“What kind of throw was that?” said the father to his son. The
boy picked up another baseball and threw it, this time with better
results. “There, that’s better,” the father conceded.
Spring youth baseball had started, and all over the country, fathers
with great enthusiasm and intensity were leading seven and eight-year-olds
into the world of competition. And all around the field were nervous
parents, hoping their child would stand up to the scrutiny of other
parents and peers.
I was one of those parents, watching the little boy with my name
on the back of his jersey. Watching as he “represented” our family.
And watching as he began to enter the world of “big boys,” where
ability and toughness were the two qualities that mattered.
It is incredible to experience the hope and fear that occurs when
your child steps up to the plate. While we say we’re satisfied with
whatever happens when our child performs, we don’t always tell the
truth. We like to see our kids excel. And when they don’t, it reflects
on us. But we must be careful in our reactions to our child’s performance,
because they intuitively know how we feel about them. And in a country
in which 70% of all kids quit their sport by age 13, and never play
it again (National Alliance for Youth Sports), we must take great
precaution when leading them into the world of organized sports.
Here are some guidelines for parents:
• If you question whether your child is old enough to play organized
sports, always err on the side of caution. They’ll have plenty of
time to catch up!
• Get to know your coaches very well—it just takes one bad experience
to sour your child’s attitude towards being in organized sports.

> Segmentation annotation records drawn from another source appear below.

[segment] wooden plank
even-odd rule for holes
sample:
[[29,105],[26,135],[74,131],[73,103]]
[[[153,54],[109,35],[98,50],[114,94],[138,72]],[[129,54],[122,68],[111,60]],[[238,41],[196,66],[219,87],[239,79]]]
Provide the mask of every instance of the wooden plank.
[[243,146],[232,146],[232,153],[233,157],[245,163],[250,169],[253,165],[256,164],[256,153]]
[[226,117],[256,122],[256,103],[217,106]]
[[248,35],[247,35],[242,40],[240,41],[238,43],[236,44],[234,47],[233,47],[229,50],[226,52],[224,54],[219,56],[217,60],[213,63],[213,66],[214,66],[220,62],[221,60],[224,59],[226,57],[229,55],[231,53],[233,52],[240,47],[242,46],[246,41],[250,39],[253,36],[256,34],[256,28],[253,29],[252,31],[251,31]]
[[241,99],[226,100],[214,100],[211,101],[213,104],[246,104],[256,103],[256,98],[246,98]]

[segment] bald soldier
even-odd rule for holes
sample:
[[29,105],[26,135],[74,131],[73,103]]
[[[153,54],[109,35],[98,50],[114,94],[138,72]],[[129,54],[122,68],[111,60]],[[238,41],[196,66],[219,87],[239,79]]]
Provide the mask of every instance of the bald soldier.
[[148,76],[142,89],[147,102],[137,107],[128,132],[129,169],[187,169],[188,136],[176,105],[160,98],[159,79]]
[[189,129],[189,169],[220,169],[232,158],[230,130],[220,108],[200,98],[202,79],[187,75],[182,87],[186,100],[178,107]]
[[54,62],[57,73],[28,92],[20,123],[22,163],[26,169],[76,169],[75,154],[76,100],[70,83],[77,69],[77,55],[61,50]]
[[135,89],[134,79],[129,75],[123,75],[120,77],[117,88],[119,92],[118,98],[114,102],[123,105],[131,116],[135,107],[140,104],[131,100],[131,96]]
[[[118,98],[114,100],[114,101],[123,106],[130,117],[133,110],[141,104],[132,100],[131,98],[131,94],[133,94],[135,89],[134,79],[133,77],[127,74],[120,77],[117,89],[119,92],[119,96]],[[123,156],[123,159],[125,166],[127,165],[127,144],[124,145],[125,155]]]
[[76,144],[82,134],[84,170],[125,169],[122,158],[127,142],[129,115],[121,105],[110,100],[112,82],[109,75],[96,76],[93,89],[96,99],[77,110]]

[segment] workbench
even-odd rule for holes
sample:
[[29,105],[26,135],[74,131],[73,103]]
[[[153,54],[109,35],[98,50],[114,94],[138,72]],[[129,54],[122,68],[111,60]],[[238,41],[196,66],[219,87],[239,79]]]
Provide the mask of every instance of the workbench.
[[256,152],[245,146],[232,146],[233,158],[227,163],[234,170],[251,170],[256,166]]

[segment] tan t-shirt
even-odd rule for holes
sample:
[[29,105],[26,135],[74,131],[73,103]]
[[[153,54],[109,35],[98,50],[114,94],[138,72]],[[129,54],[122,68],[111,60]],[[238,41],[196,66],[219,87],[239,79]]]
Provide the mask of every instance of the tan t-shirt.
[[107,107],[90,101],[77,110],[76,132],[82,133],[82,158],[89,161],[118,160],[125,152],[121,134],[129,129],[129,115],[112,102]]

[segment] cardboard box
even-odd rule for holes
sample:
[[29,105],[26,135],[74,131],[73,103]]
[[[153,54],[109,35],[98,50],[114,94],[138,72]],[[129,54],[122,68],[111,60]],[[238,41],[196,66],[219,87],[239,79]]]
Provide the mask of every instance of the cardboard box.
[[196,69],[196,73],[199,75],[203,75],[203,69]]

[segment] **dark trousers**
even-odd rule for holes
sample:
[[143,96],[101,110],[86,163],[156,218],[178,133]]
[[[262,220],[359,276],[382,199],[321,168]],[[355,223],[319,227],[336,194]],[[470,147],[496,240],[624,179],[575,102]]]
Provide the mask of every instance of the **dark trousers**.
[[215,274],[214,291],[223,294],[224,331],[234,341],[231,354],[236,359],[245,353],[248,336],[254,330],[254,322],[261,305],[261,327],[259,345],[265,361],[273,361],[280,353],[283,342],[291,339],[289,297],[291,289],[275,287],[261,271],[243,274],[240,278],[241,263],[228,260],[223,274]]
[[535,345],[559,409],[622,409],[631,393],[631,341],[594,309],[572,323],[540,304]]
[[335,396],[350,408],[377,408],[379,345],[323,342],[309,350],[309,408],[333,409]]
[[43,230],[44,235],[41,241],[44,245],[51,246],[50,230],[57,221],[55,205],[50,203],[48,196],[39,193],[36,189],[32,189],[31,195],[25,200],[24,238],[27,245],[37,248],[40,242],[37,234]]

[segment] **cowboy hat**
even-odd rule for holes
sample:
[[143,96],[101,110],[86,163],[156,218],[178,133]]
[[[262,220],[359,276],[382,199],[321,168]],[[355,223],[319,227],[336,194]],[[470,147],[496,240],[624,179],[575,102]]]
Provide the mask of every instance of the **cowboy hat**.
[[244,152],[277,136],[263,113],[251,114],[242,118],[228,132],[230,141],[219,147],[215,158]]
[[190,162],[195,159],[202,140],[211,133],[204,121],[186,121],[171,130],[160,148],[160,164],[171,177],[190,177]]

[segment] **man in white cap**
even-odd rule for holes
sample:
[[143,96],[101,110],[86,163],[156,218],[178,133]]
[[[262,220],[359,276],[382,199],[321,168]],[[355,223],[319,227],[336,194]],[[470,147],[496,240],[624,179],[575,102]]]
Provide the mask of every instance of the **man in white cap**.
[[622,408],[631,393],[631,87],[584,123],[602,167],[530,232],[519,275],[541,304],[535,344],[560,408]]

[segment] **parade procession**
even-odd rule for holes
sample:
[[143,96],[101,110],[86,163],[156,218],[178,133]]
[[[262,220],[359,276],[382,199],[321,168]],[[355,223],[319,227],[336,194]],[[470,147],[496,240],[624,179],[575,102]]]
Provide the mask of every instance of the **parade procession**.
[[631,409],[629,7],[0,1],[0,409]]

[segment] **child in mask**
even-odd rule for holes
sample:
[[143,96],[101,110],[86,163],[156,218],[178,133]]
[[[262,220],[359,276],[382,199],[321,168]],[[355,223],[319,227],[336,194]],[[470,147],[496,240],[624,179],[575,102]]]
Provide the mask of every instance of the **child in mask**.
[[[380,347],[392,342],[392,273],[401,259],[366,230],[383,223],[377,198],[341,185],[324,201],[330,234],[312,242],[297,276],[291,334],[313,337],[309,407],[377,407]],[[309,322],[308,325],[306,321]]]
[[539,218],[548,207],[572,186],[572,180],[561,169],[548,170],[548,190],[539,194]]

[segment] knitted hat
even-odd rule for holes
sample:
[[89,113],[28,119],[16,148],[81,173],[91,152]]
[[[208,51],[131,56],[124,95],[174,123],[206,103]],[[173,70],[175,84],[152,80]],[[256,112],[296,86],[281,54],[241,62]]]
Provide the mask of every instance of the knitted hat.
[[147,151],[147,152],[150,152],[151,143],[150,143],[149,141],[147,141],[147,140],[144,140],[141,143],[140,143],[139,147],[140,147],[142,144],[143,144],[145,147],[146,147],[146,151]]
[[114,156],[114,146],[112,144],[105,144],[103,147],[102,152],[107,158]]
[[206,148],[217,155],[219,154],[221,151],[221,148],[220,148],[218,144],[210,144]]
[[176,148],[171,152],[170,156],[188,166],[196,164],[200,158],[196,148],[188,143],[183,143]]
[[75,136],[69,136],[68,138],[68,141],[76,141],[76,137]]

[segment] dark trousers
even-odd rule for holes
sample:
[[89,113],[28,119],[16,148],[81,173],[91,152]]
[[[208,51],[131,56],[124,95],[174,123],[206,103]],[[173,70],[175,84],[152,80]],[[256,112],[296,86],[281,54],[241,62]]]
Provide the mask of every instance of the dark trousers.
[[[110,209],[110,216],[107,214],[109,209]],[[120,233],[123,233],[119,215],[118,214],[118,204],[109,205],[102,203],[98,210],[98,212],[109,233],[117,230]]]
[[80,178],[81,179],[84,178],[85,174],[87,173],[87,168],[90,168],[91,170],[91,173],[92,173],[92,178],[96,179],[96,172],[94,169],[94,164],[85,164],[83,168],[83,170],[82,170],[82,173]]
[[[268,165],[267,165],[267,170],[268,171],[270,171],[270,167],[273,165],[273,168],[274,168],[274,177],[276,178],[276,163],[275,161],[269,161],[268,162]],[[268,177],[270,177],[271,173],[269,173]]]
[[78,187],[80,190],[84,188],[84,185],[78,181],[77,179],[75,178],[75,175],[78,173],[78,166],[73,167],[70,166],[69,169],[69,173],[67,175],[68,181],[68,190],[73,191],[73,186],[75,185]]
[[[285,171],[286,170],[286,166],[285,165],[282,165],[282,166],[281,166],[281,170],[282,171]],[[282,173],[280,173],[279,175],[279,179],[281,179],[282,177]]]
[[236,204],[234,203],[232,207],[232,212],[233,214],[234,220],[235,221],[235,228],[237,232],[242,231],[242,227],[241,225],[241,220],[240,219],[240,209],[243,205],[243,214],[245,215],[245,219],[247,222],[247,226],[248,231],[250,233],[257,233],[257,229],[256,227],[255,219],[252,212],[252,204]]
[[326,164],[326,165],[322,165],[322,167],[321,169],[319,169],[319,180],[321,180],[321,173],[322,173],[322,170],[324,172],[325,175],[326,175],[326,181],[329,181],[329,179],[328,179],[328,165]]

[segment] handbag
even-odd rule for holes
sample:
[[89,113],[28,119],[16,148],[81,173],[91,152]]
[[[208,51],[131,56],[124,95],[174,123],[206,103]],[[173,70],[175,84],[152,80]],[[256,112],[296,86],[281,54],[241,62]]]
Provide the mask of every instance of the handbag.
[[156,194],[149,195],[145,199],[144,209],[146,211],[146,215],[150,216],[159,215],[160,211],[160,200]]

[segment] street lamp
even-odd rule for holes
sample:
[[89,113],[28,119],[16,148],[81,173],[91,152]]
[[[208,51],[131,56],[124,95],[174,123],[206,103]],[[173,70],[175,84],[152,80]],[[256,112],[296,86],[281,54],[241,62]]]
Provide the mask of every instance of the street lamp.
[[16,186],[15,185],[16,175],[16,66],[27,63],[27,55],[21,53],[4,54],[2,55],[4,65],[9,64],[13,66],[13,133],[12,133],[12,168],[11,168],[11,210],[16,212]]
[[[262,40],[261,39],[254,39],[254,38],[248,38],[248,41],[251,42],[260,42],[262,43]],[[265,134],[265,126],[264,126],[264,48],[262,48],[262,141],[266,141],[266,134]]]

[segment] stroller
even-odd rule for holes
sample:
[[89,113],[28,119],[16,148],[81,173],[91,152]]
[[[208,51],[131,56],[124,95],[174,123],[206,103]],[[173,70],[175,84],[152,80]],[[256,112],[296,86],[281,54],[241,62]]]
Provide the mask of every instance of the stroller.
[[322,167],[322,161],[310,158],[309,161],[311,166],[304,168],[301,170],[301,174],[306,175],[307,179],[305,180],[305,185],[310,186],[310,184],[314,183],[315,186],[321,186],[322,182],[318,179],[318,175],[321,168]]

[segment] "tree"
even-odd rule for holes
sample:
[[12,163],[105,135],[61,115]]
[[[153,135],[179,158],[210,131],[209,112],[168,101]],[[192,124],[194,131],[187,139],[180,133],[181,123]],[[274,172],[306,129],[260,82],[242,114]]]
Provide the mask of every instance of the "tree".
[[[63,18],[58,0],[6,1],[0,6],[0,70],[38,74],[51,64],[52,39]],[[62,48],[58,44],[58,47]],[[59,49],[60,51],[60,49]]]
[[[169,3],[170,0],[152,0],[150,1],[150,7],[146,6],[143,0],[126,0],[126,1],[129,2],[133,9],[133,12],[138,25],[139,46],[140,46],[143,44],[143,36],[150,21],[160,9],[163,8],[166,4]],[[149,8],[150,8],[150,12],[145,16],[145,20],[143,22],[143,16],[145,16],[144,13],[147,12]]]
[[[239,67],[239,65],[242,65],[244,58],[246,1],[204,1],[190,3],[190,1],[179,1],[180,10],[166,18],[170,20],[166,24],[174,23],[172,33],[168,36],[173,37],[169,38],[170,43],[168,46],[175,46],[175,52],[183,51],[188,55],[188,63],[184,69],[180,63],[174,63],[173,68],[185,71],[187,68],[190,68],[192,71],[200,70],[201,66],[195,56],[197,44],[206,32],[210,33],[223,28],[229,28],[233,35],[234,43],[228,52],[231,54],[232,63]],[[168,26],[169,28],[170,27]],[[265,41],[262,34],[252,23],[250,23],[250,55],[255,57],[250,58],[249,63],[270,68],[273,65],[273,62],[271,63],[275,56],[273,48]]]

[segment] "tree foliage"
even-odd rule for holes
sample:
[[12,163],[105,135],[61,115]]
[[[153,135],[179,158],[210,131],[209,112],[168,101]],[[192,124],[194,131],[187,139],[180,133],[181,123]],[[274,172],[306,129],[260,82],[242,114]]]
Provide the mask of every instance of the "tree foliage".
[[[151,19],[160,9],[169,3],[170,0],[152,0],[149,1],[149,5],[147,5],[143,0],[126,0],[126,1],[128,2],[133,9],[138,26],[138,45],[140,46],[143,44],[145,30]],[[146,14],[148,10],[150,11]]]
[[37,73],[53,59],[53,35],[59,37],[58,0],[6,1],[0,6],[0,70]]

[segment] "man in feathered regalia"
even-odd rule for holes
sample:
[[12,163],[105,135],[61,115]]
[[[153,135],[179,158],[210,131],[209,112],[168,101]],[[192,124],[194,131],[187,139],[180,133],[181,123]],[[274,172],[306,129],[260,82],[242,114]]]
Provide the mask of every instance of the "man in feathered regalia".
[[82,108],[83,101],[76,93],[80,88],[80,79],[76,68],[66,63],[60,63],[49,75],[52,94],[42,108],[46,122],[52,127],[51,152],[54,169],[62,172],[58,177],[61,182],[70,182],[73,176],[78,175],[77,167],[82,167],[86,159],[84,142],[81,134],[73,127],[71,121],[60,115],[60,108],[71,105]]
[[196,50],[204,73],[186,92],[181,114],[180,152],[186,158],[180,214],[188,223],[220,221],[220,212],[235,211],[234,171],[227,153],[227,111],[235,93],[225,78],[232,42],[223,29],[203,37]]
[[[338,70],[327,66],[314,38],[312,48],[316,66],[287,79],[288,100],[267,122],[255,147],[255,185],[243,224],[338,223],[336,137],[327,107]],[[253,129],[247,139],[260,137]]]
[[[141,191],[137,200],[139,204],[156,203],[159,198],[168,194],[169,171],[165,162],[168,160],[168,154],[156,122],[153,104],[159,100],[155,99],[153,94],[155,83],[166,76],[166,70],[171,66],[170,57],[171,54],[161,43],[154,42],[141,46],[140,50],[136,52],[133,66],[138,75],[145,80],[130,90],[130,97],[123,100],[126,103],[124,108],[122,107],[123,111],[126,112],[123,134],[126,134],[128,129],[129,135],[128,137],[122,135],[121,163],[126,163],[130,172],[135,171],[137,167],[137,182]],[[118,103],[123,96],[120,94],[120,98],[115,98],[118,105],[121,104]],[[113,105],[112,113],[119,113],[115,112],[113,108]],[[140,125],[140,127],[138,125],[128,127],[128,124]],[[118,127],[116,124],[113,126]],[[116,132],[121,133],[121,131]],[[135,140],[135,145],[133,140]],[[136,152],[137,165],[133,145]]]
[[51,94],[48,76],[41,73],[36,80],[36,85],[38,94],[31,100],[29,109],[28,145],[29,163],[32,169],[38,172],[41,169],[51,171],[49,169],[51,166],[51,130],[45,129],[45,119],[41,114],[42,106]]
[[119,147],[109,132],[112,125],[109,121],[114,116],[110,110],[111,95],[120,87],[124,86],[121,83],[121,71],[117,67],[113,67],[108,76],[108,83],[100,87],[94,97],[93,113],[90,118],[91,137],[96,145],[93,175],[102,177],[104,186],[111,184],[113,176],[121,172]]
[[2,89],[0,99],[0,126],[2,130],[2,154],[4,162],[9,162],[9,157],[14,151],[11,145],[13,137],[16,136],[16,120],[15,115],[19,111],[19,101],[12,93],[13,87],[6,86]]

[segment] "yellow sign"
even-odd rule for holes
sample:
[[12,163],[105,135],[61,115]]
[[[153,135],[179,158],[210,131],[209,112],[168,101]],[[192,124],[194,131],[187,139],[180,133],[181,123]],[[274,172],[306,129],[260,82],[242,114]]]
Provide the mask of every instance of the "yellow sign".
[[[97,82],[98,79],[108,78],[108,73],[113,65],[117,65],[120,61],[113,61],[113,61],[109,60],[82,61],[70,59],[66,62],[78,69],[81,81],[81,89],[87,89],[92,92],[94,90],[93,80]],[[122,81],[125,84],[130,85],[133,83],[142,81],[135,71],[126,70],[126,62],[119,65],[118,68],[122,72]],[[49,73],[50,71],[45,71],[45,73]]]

• Sign your child up for sports with friends or other family members
to ease them into the process. Introverted or shy kids may especially
benefit from a companion on the team.
• Do your best to avoid judging your child’s performance. Kids
hear that they did everything “great” far too often. Instead, tell
them what you noticed. “You really ran hard out there,” invites
an exploration of effort, not judgment.
• Coach your child in how to receive coaching—tell them about different
styles of coaches, and how to listen for the information they’re
giving. My son whacked the first pitch for a hit, and scored his
team’s first run. And as I caught his eye after crossing the plate,
a big smile covered his face.
Thankfully, he wasn’t in need of any of that “toughness” yet.
After all, he only gets to be a little boy once.
I think were going to stretch it out as long as we can.